I prossimi mesi ci diranno se si tratta di obiettivi raggiungibili o se invece, in queste condizioni di ripresa a singhiozzo e di crescite zerovirgola, l’occupazione resterà inevitabilmente ancorata ai numeri della crisi. Guardando a quanto è successo in questi venti anni, non abbiamo molti motivi per essere ottimisti.

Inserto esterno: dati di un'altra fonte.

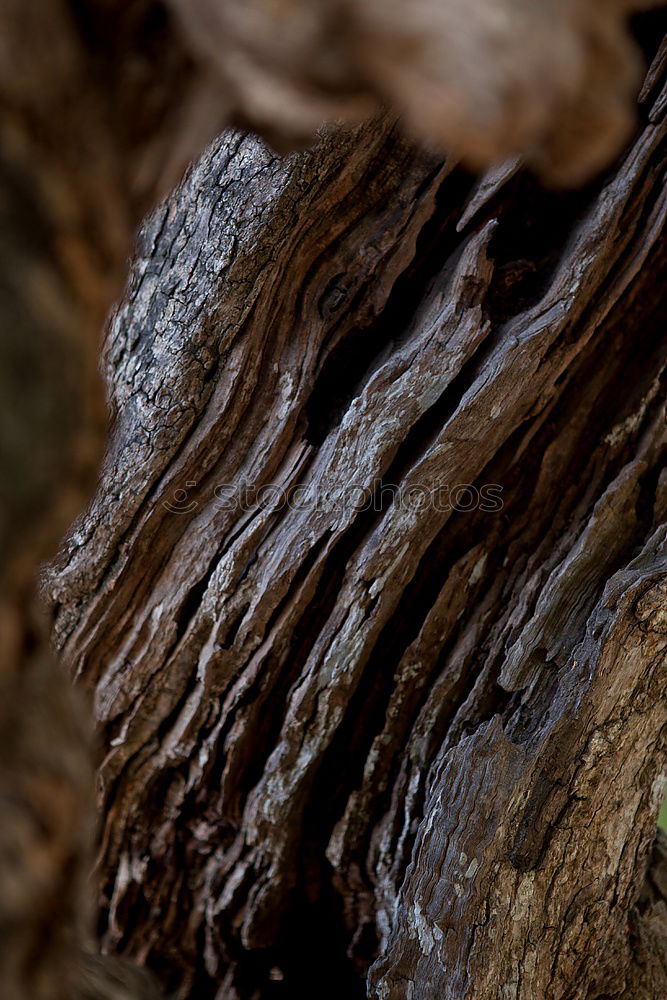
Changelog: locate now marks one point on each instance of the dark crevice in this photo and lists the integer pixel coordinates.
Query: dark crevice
(351, 362)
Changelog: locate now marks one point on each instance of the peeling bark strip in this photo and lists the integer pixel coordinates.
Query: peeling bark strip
(403, 740)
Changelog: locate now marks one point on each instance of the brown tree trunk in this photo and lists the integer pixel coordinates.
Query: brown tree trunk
(398, 719)
(370, 600)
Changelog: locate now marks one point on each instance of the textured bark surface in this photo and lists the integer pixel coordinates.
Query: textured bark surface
(395, 739)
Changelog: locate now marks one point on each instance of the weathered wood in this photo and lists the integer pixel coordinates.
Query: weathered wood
(413, 738)
(103, 104)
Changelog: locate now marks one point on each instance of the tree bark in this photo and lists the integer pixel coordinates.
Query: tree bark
(383, 730)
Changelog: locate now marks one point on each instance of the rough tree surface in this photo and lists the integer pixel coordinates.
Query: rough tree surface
(368, 736)
(309, 716)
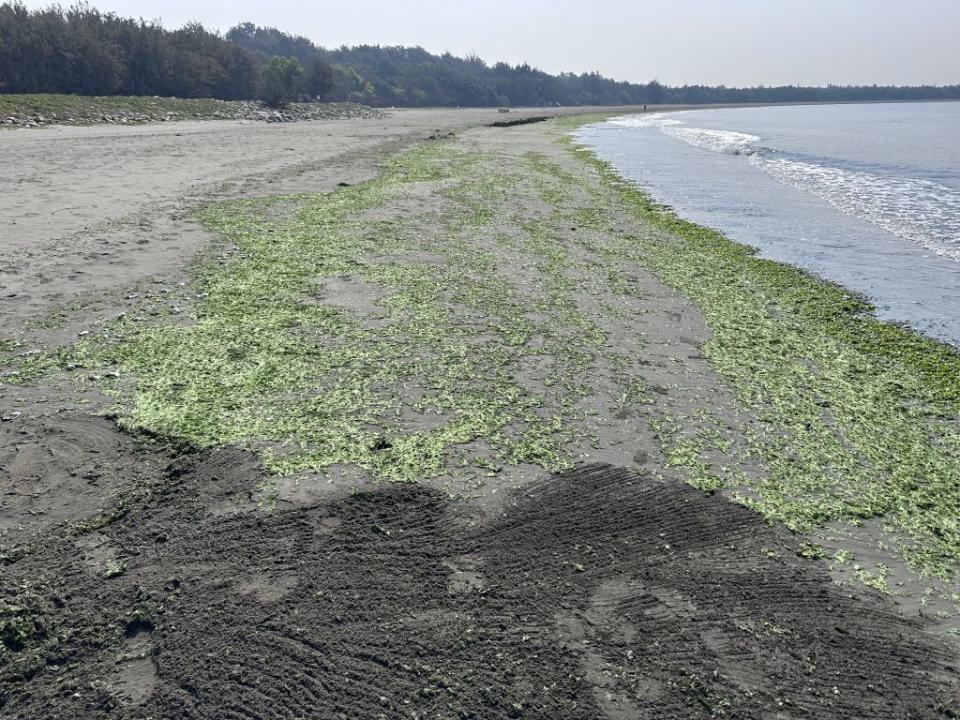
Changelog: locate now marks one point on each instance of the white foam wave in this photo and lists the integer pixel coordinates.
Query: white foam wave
(921, 211)
(652, 120)
(722, 141)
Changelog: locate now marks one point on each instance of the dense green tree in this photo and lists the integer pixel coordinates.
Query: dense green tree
(82, 50)
(281, 80)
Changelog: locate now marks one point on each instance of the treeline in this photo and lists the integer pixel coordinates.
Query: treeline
(81, 50)
(84, 51)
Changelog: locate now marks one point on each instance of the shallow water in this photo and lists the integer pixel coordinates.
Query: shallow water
(865, 195)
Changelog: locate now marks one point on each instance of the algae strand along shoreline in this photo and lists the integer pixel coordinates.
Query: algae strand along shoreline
(497, 271)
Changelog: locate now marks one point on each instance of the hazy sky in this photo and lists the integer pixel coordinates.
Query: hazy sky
(732, 42)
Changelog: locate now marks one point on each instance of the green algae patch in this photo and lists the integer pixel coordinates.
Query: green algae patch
(275, 360)
(857, 419)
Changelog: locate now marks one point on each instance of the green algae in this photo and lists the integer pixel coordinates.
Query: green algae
(858, 418)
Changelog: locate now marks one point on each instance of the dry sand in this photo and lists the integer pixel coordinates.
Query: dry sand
(599, 593)
(86, 208)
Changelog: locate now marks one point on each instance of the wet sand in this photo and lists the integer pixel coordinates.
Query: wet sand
(151, 579)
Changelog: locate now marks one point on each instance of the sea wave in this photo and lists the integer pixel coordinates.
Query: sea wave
(921, 211)
(722, 141)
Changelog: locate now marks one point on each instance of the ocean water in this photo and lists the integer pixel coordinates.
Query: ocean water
(864, 195)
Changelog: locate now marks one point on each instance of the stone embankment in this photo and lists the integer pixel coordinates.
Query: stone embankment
(205, 110)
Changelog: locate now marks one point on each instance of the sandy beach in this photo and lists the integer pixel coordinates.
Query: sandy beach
(416, 417)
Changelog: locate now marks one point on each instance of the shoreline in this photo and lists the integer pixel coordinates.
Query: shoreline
(353, 403)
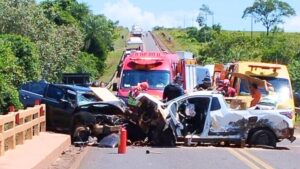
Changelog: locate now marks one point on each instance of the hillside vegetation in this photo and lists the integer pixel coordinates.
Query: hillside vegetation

I collaboratori iscritti alla Gestione, seppure in calo dopo il boom degli ultimi anni Novanta, continuano a essere più di un milione e duecentomila, dei quali più di un milione con un solo committente. Le pochissime pensioni liquidate dalla gestione separata (23mila, nei primi nove mesi del 2015) sono sotto i cinquecento euro nel 92% dei casi (21.600 delle 23mila ricordate prima). L’importo medio segnalato dall’Inps per questi assegni, nel suo monitoraggio dei flussi di pensionamento dell’ottobre scorso, è di 167 (centosessantasette!) euro mensili. E anche le proiezioni che presentiamo in questa pagina non lasciano presagire futuri migliori, neanche dopo altri vent’anni di contribuzione oltre il 30%: per 15mila euro di introiti annui, la pensione potrà sfiorare il migliaio di euro mensili. Peccato che i collaboratori a progetto, nel 2014, abbiano guadagnato in media non 15mila, ma 10mila euro l’anno, e meno di 5mila euro tra gli under 30 che non riescono, in sette casi su dieci, ad accantonare più di cinque mesi di contributi ogni anno.

Nel frattempo - cioè, negli ultimi vent’anni - i lavoratori del terzo tipo hanno inventato nuove occupazioni, hanno sfruttato il digitale per creare mansioni prima sconosciute, coprono aree che vanno dalle cattedre universitarie alle mansioni più semplici. E nel frattempo - sempre negli ultimi vent’anni - la gestione separata si allargata a comprendere, accanto a professionisti con partita Iva e collaboratori non fittizi, categorie come gli spedizionieri doganali non dipendenti, i destinatari di assegni di ricerca, i medici con contratto di formazione specialistica e altro ancora. Su tutto questo arriva ora il Jobs act, a sparigliare e a chiamare almeno mezzo milione di collaboratori e i loro committenti a ripensare inquadramento e contribuzioni. Con un ulteriore sforzo di immaginazione, da dedicare al disegno di legge sul lavoro autonomo che dovrebbe finalmente chiudere il cerchio della riforma del lavoro ma che ancora deve vedere la luce.